• gerekmedikçe konuşmuyoruz.
  • benimki limoni
    siz behiç ak’ın bakışıyla değerlendirin
    https://eksiup.com/p/vr70208hg2t9
  • ben daha iyilerine layığım.
  • hunharca fıstık ezmesi yerken sekiz milyar kalori sınırını aşınca "ye aslanım ye, kimseye hesap verecek değilsin" diyorum. seviyorum kendimi.
  • kendisiyle arası kötü olanın , diğer insanlarla arası asla iyi olamaz .
  • yaşadığım ülke dışında başka bir ülke görmedim. gördüğüm şehir sayısı iki elin parmakları kadardır en fazla. gördüğüm ilçe sayısı yaşım kadar değildir, köy sayısı da öyle. doğduğum şehri, ilçeyi, köyü, görmüşlüğüm yok. sadece birkaç kez uçağa bindim. gün içerisinde çoğu kez temas kurduğum insan sayısı beşi geçmez. babam öldüğünde ağlamadım, üzüldüğüm de söylenemez. en son camiye gireli 25 yıl olmuştur. çorap giymek kadar beni zorlayan çok az şey vardır. yer yön duygum yok. sağımı solumu idrak edemem. kaygı, panik ve öfke yönetilmesi en güç duygular gibi geliyor. mutedil insanların üstlenmiş gibi yaptıkları görevlerin çoğunlukla sorumluluktan azade olmaları üsttencilik mi kolaycılık mı acaba? bunu neden yazdım bilmiyorum.
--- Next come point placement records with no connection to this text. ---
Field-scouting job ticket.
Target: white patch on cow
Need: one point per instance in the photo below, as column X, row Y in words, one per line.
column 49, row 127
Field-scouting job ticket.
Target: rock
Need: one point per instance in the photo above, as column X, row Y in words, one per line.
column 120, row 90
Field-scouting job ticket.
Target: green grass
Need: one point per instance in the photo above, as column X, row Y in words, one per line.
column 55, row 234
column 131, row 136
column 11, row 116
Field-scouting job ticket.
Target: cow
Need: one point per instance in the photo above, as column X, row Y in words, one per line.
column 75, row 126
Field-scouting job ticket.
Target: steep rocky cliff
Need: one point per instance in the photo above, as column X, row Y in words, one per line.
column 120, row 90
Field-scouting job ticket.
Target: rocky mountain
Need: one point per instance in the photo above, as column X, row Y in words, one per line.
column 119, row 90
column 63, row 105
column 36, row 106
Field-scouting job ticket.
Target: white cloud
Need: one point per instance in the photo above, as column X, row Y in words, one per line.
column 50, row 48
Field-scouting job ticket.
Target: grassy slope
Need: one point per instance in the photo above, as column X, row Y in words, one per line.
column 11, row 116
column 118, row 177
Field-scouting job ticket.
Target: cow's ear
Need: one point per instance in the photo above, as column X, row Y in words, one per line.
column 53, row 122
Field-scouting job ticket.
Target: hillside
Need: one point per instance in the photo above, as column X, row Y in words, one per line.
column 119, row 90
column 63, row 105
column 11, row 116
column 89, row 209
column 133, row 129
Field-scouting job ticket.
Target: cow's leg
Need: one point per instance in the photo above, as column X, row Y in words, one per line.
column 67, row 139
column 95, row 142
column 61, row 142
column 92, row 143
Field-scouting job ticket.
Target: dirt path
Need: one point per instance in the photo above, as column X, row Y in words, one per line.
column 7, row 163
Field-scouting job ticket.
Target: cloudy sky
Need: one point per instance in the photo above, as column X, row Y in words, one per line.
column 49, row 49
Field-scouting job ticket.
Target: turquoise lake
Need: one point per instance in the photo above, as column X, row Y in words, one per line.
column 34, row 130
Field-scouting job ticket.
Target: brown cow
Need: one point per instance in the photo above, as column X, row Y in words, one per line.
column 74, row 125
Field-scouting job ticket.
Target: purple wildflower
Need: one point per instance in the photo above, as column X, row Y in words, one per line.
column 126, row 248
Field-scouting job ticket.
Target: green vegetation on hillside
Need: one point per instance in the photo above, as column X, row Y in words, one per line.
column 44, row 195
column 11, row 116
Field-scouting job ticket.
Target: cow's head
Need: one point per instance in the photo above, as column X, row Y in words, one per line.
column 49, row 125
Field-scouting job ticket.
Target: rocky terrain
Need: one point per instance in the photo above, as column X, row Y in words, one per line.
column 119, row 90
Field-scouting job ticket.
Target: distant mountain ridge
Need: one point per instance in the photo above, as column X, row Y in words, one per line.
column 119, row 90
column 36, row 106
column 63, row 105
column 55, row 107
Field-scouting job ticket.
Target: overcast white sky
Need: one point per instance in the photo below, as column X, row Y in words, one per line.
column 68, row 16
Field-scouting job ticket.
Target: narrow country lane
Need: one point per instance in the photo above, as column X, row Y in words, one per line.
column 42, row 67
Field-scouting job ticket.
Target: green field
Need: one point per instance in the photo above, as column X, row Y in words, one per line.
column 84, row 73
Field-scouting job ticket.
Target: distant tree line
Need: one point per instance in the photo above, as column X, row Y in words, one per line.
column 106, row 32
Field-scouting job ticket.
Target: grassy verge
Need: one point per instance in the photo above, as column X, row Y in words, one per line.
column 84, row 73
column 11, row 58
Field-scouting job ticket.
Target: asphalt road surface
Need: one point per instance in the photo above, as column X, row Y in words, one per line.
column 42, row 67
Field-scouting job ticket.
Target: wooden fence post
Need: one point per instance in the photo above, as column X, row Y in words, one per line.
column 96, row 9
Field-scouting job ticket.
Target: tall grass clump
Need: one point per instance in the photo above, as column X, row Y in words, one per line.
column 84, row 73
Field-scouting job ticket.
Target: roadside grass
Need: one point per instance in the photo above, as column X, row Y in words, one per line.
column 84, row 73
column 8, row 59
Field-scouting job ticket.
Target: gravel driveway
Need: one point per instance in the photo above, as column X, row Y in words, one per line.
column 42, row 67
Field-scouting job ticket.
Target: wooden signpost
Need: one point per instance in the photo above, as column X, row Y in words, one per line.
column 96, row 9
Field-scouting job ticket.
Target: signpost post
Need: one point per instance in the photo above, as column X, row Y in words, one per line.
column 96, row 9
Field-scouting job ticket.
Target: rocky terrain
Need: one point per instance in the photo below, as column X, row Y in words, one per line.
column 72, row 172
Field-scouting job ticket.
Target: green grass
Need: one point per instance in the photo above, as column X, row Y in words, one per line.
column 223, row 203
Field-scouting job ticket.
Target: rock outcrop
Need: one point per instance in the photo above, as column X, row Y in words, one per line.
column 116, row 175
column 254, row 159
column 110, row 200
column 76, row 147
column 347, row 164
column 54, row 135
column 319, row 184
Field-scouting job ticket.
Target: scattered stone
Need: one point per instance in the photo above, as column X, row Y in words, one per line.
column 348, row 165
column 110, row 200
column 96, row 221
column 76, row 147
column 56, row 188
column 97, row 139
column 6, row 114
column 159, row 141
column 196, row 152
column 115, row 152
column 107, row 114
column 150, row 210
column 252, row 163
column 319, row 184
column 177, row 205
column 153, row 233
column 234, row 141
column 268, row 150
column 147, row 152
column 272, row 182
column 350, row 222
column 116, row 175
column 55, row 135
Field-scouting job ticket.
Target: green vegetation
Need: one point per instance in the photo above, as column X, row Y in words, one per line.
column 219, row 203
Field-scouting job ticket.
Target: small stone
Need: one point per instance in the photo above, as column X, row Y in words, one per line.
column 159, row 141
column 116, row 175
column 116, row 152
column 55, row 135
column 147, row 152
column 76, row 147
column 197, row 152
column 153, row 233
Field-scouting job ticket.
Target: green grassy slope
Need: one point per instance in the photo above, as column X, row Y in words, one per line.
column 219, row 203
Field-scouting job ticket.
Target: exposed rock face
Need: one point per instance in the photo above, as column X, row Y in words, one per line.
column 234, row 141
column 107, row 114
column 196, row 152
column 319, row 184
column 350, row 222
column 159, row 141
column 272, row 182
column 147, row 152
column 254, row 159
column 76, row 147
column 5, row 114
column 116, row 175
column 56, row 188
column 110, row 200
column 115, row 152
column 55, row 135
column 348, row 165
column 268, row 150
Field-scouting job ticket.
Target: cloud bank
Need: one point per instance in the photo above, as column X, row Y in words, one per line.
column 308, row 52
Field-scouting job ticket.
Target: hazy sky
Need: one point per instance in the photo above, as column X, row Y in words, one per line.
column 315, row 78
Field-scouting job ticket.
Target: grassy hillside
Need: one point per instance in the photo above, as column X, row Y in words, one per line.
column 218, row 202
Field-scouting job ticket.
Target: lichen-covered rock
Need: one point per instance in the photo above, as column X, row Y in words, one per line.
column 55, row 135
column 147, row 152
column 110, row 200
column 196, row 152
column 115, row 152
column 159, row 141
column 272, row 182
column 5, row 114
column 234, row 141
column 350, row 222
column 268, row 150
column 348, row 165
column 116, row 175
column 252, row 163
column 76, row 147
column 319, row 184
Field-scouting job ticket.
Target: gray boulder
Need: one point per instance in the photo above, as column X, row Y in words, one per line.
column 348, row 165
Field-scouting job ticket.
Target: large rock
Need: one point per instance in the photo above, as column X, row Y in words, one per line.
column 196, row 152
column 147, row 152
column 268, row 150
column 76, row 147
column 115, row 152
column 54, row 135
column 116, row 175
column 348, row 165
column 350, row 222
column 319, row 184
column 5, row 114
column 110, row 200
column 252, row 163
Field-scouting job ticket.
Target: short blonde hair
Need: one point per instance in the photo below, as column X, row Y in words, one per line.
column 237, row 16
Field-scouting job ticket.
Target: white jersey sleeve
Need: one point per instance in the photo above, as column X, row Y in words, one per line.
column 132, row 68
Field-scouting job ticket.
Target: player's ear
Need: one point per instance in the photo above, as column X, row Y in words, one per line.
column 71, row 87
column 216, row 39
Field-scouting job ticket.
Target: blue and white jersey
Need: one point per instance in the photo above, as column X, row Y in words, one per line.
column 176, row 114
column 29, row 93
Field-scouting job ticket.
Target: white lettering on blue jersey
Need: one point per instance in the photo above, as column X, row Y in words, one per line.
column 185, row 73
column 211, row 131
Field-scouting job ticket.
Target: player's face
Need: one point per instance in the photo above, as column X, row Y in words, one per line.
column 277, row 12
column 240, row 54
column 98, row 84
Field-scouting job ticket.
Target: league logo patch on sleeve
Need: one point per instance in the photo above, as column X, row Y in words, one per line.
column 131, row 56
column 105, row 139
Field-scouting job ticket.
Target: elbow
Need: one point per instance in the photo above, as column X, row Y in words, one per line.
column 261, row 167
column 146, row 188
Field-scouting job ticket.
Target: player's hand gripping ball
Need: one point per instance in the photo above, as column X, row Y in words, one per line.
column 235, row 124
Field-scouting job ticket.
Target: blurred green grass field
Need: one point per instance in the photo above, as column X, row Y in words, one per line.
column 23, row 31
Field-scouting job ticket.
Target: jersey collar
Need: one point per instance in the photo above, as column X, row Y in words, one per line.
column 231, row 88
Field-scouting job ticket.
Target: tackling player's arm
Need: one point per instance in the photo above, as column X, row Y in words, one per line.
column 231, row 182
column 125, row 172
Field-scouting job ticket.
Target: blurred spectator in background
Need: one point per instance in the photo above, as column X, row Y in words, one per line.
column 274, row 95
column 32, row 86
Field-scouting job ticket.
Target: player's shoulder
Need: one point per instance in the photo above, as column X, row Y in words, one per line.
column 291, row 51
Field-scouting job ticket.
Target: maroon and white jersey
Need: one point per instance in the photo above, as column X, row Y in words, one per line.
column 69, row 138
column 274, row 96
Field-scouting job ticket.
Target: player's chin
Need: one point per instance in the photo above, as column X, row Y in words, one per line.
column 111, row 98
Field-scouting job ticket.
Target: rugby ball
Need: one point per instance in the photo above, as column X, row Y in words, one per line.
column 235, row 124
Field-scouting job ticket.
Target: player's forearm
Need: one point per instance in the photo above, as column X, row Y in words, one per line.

    genelde insanlara karşı bir şey hissetmiyorum. insana dair her şeyle aramda camdan bir duvar var sanki. yaşamak, deneme çekimli bir rol gibi. yaptığım çoğu şeyi başardım, başardığım çoğu şeyin rol kesme başarısı olduğunu düşünüyorum. bu aynı zamanda başarısızlığın tanımı bana göre. olmayı umduğum yerden daha ilerisine gitmek, gereksiz görünüyor gözüme. gördüğüm şeylerin çoğunu görmemiş olsam bir şey kaybetmiş olmazdım. dünya ve insan gözüme aynı iklim ve coğrafyada yan yana duramayacak olan hayvanların seyirlik bir gaye ile bir araya toplandığı bir hayvanat bahçesi gibi görünüyor. yaşamımı büyük bir kafes içinde kendi kafesleri kendilerine yaptırılanların yaşadığı bir insanat bahçesinde sürdürüyor gibiyim. yaşantımın üst başlığı, ölmeyi beklerken oyalanmak. oyalanmak, uyumak için yapılan mastürbasyona benziyor. hazzı malul yorgunluğu yavan.

    insan ilişkileri düzleminde dışarıdan duyumsadığım en net koku rutubet. herkesin ruhu bir başka şey veye insana duyulan özlemle kirlenmiş ve her özlemin bize kendimizi bok gibi hissettirmesi bundan gibi. aslında olmasaydım da olurdu. bunu niye yazdığımı biliyorum. emek, temas ve dil insanın üzerine konuşması düşünmesi gereken en önemli üç şey gibi geliyor bana. ahlakı, yaprağı çiçeği eşitlik, dalı budağı gövdesi hukuk, toprağı vicdan olan bir ağaç gibi düşünürüm. asgari düzeyde iç hukuk ahlakın, asgari düzeyde iç ahlak da hukukun çekirdeğidir. ahlakın yaprağı çiçeği eşitlik hukukun ki özgürlüktür. eşitlik ve özgürlük ahlak ve hukuk olmadan olmaz. bunları şimdi niye yazdım bilmiyorum. dil ağrıyan dişe değiyor galiba ondan.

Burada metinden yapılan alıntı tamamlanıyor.